04 Wednesday Dec 2013

Posted by michelinewalker in Art, Music

≈ 2 Comments

Tags

François Boucher, J'ai perdu tout mon bonheur, Jean-Jacques Rousseau, La Serva padrona, Le Devin du village, Pergolesi, Querelle des Bouffons, Song & Lyrics

 
Portrait_of_a_Young_Woman_in_Profile_with_Pearls_in_Her_Hair
 
Portrait of a Young Woman in Profile with Pearls in Her Hair, c. 1750
François Boucher (29 September 1703 – 30 May 1770)
(Photo credit: Sights Within) 
 

Jean-Jacques Rousseau (28 June 1712 – 2 July 1778) was a political philosopher, one of the encyclopédistes, an educator, a novelist, and a composer.  He wrote the Encyclopédie‘s entry on “Music.”  As a musician, he was also the main figure, with the Baron Melchior von Grimm, in a “Quarrel” (“Querelle des Bouffons” or “War of the Comic Artists”), perhaps the most famous mêlée in the history of music, not to say eighteenth-century philosophy: sentiment over reason!  Not quite, but nearly so.  I have posted an article on Pergolesi and discussed this event.
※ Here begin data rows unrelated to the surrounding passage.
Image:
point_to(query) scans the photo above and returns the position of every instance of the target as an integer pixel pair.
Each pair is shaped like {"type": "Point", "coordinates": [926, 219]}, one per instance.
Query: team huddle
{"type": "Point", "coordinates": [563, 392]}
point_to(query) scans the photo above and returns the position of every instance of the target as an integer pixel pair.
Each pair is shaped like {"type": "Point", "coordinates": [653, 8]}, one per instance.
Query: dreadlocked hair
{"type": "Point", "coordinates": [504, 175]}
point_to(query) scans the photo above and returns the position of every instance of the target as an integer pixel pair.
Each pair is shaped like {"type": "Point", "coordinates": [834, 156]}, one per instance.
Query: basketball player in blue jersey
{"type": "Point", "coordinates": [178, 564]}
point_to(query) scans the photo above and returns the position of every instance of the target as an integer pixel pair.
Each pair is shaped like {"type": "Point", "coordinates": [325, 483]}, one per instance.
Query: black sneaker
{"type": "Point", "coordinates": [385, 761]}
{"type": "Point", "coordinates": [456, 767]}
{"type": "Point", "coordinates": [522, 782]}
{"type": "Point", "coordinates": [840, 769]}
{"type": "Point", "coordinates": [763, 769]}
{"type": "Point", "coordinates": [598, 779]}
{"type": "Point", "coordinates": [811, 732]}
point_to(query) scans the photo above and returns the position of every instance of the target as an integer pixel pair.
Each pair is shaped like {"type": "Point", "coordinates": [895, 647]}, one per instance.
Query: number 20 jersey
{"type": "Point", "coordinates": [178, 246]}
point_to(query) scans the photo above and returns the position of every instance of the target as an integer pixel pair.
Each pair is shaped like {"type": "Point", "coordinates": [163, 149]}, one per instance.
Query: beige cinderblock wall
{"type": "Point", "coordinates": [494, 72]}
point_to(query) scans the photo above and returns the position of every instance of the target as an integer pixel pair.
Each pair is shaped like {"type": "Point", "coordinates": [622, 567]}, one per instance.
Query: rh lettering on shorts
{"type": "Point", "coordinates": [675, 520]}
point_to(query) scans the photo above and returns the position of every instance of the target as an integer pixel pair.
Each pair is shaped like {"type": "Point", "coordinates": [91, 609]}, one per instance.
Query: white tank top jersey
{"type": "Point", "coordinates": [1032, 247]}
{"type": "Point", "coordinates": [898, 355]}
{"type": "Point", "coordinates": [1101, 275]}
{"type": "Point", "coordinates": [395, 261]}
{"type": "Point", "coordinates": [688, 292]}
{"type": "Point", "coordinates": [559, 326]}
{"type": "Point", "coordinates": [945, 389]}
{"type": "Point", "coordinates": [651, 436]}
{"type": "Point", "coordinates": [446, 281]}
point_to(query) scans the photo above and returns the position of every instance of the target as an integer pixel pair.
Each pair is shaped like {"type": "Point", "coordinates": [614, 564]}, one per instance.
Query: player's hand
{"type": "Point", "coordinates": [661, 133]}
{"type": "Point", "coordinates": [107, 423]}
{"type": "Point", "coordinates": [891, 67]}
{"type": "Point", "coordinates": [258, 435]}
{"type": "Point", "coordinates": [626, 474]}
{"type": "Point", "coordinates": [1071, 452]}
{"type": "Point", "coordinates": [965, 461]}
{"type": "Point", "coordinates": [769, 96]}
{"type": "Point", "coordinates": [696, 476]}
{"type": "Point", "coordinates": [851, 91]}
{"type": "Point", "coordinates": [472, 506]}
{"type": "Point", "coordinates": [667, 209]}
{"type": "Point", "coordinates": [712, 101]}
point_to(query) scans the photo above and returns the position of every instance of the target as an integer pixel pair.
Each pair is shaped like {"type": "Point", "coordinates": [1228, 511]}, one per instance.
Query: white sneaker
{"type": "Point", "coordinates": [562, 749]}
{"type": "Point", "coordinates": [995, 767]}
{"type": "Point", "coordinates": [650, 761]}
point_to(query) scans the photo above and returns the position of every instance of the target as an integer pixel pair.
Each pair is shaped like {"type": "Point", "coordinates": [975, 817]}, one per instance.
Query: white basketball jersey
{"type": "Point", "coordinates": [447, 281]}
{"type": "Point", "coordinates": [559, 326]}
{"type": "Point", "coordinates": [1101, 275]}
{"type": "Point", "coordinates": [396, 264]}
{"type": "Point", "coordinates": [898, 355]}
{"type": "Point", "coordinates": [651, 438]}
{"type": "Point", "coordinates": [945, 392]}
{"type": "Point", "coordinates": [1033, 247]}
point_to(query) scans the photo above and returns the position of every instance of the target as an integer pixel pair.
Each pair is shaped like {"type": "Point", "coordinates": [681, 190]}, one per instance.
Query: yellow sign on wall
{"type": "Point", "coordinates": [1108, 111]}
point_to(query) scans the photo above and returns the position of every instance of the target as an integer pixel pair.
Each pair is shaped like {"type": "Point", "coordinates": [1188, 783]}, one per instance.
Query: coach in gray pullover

The “Querelle des Bouffons” started after the second performance, in Paris, of a short intermezzo, La Serva padrona (The Servant Turned Mistress), composed by Pergolesi (4 January 1710 – 16 March 1736),  performed at the Royal Academy of Music, the Paris Opera, on 1 August 1752. Pergolesi’s intermezzo charmed the audience and everyone wrote a letter or pamphlet, some 61 documents, on the subject.  The many commentators were writing about the relative merits of French lyric tragedy, a serious genre, and Italian opera buffa, meant to entertain the audience during a pause (between acts).  The letters made it clear.  By and large, the audience wanted to be moved by music, moved to tears, in some cases.

220px-DevinVillage

Jean-Jacques Rousseau had started the quarrel and part of his arsenal was an operetta, or intermède, entitled Le Devin du village (The Village’s Soothsayer), first performed at Fontainebleau, on 18 October 1752, two months after the performance of the Serva padrona. However, as noted above, what was at the stake was “reason” versus “sentiment.”  Reason was not defeated, but sentiment gained considerable ground. Jean-Philippe Rameau was at the time the most prominent composer in France. His tragédie lyrique came under attack, but his 1722 Traité de l’harmonie, the theory of music, remains authoritative.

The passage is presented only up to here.